Camera shutters clicked all day whether the duo were eating, playing or sleeping.

The park estimated that 4,000 people had lined up to see the cubs by about 10am, a half-hour after the park opened.

Mak King-sing, his wife and their two daughters were the lucky first family to see the pandas.

'We came as early as 8.30am,' said Mr Mak. 'But the long wait was worthwhile when we saw the two lovely young pandas.'

Mr Mak's daughter, Mak Ho-yi, said she fell in love with Ying Ying immediately, while watching the cub chew bamboo.

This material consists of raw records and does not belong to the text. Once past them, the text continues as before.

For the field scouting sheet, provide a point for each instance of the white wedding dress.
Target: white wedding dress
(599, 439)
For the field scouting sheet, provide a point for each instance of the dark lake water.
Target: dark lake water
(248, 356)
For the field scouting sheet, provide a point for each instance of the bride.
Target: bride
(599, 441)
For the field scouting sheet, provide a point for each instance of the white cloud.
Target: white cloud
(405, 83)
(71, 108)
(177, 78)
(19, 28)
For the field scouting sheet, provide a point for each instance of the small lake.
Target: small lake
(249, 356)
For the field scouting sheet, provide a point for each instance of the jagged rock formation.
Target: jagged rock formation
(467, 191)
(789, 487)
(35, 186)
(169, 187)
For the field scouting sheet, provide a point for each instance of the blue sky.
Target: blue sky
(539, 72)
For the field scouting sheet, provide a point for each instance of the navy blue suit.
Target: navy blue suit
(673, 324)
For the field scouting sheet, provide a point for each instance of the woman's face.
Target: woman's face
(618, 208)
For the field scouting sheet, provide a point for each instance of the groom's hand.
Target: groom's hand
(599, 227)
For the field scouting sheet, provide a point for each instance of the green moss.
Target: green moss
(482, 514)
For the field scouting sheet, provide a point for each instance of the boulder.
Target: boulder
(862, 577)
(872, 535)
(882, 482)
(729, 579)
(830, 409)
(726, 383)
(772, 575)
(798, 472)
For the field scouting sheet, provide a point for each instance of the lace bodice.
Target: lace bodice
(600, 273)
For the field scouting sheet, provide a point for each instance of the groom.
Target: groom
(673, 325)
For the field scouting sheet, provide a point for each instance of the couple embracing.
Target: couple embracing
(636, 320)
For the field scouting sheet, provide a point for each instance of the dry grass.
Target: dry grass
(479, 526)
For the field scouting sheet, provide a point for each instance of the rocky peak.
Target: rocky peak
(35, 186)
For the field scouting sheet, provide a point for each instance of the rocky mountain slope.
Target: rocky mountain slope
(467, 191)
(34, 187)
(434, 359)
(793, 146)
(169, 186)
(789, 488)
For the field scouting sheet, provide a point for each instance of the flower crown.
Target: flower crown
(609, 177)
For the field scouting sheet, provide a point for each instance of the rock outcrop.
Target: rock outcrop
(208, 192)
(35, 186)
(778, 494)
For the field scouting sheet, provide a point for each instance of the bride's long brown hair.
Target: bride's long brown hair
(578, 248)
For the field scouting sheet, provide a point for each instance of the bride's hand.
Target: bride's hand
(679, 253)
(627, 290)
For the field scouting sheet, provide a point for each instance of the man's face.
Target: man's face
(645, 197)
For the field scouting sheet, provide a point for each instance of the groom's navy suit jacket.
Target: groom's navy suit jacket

'She is more interesting than Le Le, I think,' said the eight-year-old. 'Le Le is always sleeping.'

Away from the habitat, enthusiasm towards the pandas could also be seen in the park's souvenir shops, where visitors snapped up panda-shaped or patterned toys, hats, T-shirts and jewellery.

Cheung Chi-ho said he spent more than HK$1,500 on panda cups and limited-edition pictures.

'I heard the park will use the money earned from souvenirs to run an animal conservation fund. I feel good about contributing,' he said.

The 35-year-old, who works for an environmental group, also praised the renovated habitat, saying it was easier to see the pandas.

'But many people used flashlights when taking pictures of the animals, which is forbidden.

'I can understand that people can't curb their excitement, but they should still respect the pandas, as well as the rules.'

Ocean Park brought in several crowd-control measures for the panda's first public appearance, including setting up education and entertainment facilities near queues, extending opening hours and increasing the frequency of shuttle buses.

Chairman Allan Zeman said the park could cater for 35,000 people a day and would consider suspending ticket sales in case of overcrowding.

'We haven't experienced this before. We will monitor how things are going over the next few days and adopt appropriate measures to ensure everyone can have a good time here,' he said.